Menjaga Tradisi yang Semakin Langka
Bagi sebagian orang, lomba bidar hanyalah ajang tahunan. Namun bagi Jaka, ia tengah menjaga denyut tradisi yang semakin langka. Ia adalah satu-satunya pemilik perahu bidar tradisional yang masih tersisa di Kota Palembang. Dia juga berjuang untuk memastikan bahwa Sungai Musi tidak hanya menjadi jalur transportasi tongkang batubara dan kapal modern, tetapi juga tempat warisan leluhur yang layak dijaga.
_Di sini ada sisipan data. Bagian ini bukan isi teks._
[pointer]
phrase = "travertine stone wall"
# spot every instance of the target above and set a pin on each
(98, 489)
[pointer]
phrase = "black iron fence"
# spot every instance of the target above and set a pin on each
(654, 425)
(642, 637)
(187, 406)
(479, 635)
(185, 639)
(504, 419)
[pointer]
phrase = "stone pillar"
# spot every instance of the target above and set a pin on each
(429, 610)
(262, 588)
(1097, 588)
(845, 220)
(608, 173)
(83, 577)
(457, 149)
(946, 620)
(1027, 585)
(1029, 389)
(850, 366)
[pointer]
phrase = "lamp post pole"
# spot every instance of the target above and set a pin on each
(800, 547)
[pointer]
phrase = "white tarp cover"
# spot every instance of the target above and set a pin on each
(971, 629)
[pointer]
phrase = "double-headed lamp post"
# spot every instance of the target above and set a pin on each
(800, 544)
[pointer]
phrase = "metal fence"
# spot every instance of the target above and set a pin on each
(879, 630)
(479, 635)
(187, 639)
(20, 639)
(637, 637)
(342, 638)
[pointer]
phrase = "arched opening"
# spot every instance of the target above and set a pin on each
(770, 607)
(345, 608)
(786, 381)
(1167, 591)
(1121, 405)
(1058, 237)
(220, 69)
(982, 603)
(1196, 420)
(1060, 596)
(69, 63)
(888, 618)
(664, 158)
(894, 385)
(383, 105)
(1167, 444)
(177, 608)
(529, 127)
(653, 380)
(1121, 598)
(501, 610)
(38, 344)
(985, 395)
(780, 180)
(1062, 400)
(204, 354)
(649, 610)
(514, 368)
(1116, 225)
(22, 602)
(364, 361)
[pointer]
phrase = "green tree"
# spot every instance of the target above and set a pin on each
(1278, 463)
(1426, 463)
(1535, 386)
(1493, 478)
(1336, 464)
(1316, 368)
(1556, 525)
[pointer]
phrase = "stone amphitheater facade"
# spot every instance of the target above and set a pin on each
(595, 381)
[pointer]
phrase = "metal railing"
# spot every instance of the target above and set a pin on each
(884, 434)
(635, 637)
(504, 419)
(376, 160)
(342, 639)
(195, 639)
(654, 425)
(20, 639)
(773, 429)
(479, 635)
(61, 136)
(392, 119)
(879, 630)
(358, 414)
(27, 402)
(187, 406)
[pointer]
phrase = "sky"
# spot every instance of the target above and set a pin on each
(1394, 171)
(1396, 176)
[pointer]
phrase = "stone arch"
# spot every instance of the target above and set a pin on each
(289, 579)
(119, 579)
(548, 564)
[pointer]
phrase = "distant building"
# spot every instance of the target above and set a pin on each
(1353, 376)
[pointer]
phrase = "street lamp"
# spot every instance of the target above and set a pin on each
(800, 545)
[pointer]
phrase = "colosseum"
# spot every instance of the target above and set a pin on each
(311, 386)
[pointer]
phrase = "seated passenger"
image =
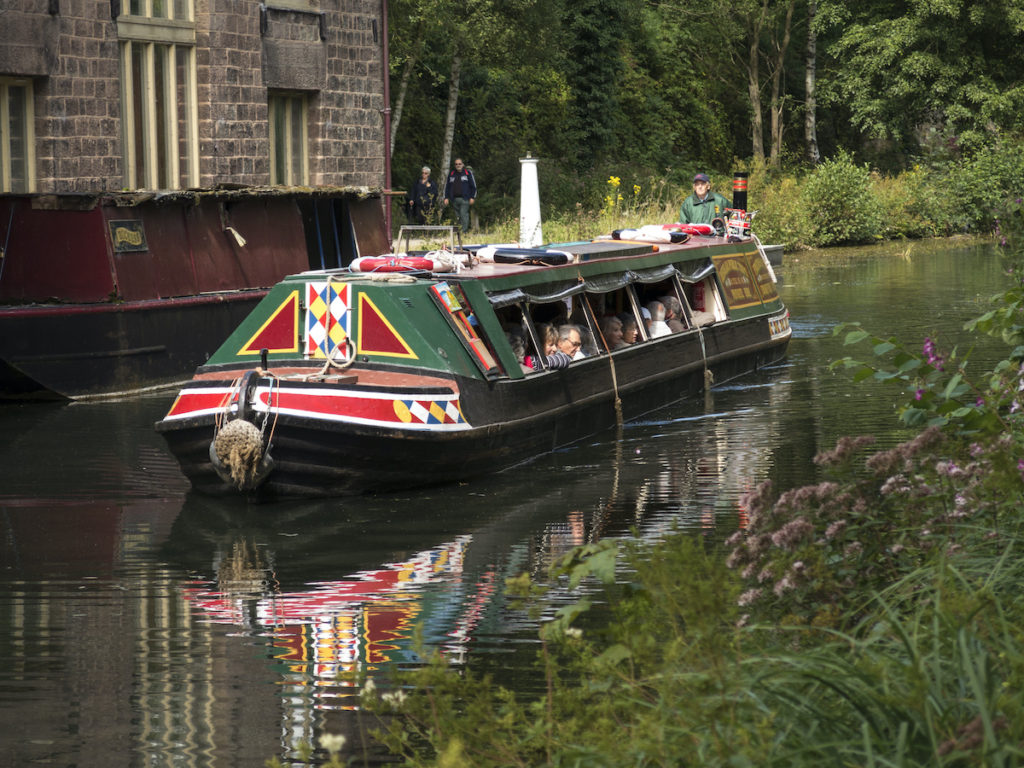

“Dulu banyak orang memiliki bidar, tapi satu per satu mereka meninggal dan tidak ada yang meneruskan. Sekarang hanya saya,” kata Jaka. Jaka adalah generasi ke tiga yang mewarisi tradisi perahu bidar secara turun-temurun. Sejak 22 tahun lalu, dia mulai ikut ayahnya menjadi pendayung dalam lomba-lomba antar kabupaten, hingga merintis membuat perahu bidar sendiri.
Proses Pembuatan Perahu Bidar yang Rumit
Membangun perahu bidar bukanlah pekerjaan ringan. Kayu yang dibutuhkan harus panjang hingga 12 meter, sementara rata-rata panjang kayu di Palembang hanya empat meter. Oleh karena itu, Jaka harus mencari bahan hingga ke luar kota. Kayu yang biasa digunakan adalah merawan, meranti, rengas, dan bungur karena memiliki sifat ringan namun kuat.
“Kadang kayu bagus sulit dicari dan tidak bisa diganti. Jika asal pakai, bisa bahaya di sungai karena dipakai di ombak sungai,” jelasnya.
Ritual Sebelum Lomba
Setiap kali menjelang lomba, Jaka dan kru bidarnya tidak pernah melewatkan ritual seperti membaca Yasin bersama tetua Bidar, menyiram air bunga ke badan perahu, dan makan bersama. Bagi mereka, ini adalah kebiasaan turun-temurun sebagai cara memohon keselamatan.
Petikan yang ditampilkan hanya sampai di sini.